Ese tipo de pensamiento colectivo requiere otra cosa que escasea: tiempo compartido de calidad. Hoy abundan los entornos en los que pensar resulta incómodo. Donde lo importante es ejecutar rápido, seguir la línea, presentar resultados. Y así, el pensamiento se reduce a lo urgente, se convierte en reacción en lugar de reflexión. No sorprende que, en muchos comités de dirección, se escuche más a las presentaciones que a las personas. Las preguntas de verdad, las que incomodan, a menudo se quedan fuera de la sala.
Pensar bien, ordenar lo que vivimos, escribir lo que intuimos, escuchar sin prisas… todo esto no es un lujo. Es, quizá, lo más productivo que podemos hacer. En lo personal y en lo profesional. Porque las mejores decisiones no surgen de la velocidad, sino de la claridad. Y la claridad solo llega cuando nos damos permiso para pensar.
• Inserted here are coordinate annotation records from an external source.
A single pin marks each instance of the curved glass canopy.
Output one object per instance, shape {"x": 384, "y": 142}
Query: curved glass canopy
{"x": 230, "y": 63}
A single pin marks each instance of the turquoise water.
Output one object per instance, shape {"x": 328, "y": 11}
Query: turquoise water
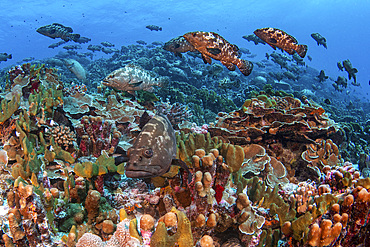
{"x": 343, "y": 23}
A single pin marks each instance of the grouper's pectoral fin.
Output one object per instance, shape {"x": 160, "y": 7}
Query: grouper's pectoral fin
{"x": 182, "y": 164}
{"x": 173, "y": 170}
{"x": 206, "y": 59}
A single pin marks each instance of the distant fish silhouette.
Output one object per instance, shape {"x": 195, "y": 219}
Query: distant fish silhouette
{"x": 340, "y": 66}
{"x": 5, "y": 56}
{"x": 57, "y": 30}
{"x": 94, "y": 48}
{"x": 54, "y": 45}
{"x": 178, "y": 45}
{"x": 83, "y": 40}
{"x": 154, "y": 27}
{"x": 256, "y": 40}
{"x": 107, "y": 44}
{"x": 347, "y": 65}
{"x": 278, "y": 38}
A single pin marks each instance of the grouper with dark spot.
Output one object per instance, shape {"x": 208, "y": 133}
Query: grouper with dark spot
{"x": 154, "y": 150}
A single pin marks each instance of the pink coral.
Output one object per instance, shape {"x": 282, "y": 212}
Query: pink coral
{"x": 89, "y": 240}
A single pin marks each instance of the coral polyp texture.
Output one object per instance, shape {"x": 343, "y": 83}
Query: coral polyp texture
{"x": 274, "y": 172}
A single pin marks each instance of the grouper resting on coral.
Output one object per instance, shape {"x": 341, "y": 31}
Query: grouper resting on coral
{"x": 154, "y": 150}
{"x": 212, "y": 45}
{"x": 131, "y": 78}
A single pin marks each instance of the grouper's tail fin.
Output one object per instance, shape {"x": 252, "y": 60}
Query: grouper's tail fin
{"x": 302, "y": 50}
{"x": 245, "y": 67}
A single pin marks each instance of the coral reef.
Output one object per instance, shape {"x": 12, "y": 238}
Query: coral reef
{"x": 278, "y": 171}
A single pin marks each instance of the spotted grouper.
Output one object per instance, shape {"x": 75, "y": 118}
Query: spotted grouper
{"x": 212, "y": 45}
{"x": 154, "y": 150}
{"x": 280, "y": 39}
Umberto Eco recordaba que escribir es una forma de pensar con método. En
El nombre de la rosa, convierte la biblioteca en el verdadero escenario del pensamiento: un lugar donde las ideas no se imponen, se buscan. El conocimiento no es acumulación, sino navegación entre signos, dudas y conexiones. Porque, si no ordenamos nosotros nuestras ideas, si no navegamos el mar de nuestras dudas, alguien lo hará por nosotros. Y no siempre buscará el bien.